Anti-retroviral therapy (ART) has been successful in increasing the survival rate of HIV-infected patients, however the incidence of moderate cognitive impairment among patients remains high. The occurrence of HIV-Associated Neurocognitive Disorders (HAND) has been attributed to the persistence of latent HIV in resting T cells and macrophages, as well as chronic inflammation. Indirect neuronal damage occurs after HIV invasion of the brain despite neurons’ lack of CD4+ receptors necessary for HIV infection. Local microglia and leukocytes work together to eliminate the virus through the production of potentially neurotoxic chemokines. The phagocytic activity of microglia has been shown to be altered when exposed to HIV, but the cause of these changes is unknown.

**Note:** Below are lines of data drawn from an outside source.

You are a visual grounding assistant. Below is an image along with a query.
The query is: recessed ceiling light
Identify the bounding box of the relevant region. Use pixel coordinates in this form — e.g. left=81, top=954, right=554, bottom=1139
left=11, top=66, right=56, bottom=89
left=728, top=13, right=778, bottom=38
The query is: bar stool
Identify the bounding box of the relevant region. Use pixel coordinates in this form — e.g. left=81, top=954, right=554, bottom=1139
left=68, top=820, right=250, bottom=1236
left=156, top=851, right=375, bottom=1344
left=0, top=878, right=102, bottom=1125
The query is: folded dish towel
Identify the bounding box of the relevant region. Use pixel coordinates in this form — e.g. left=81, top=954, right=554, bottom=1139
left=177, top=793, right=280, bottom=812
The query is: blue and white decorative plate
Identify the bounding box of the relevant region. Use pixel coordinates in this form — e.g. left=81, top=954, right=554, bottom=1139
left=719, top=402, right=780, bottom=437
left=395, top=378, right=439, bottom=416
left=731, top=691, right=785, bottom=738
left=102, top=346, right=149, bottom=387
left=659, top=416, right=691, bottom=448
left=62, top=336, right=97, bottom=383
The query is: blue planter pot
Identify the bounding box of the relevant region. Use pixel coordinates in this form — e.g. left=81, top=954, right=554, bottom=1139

We hypothesize that pro-inflammatory chemokines released from microglia co-incubated with the HIV-1 Tat protein play a role in the change in functional activity of microglia, thereby damaging neurons. Phagocytic activity after exposure to HIV-1 Tat has previously been shown to be significantly decreased after a 24 hour incubation. Our goal is to better understand this functional change by upregulating the chemokine receptor CXCR3 on the surface of microglia cells, and on a more broad scale explore the effect of the HIV-1 protein Tat on BV-2 microglial cells in vitro. The phagocytic activity of BV-2 cells was quantified through confocal microscopy, transfection conducted using lipofection, and characterization of CXCR3 expression evaluated through western blotting. This study established methods for transfecting within the BV-2 cell line, and observed a preliminary decrease in CXCR3 expression in BV-2 cells co-incubated with HIV Tat. Our results give us further insight into the indirect factors that may play a role in neuronal death seen in HAND and neuroinflammation as a whole.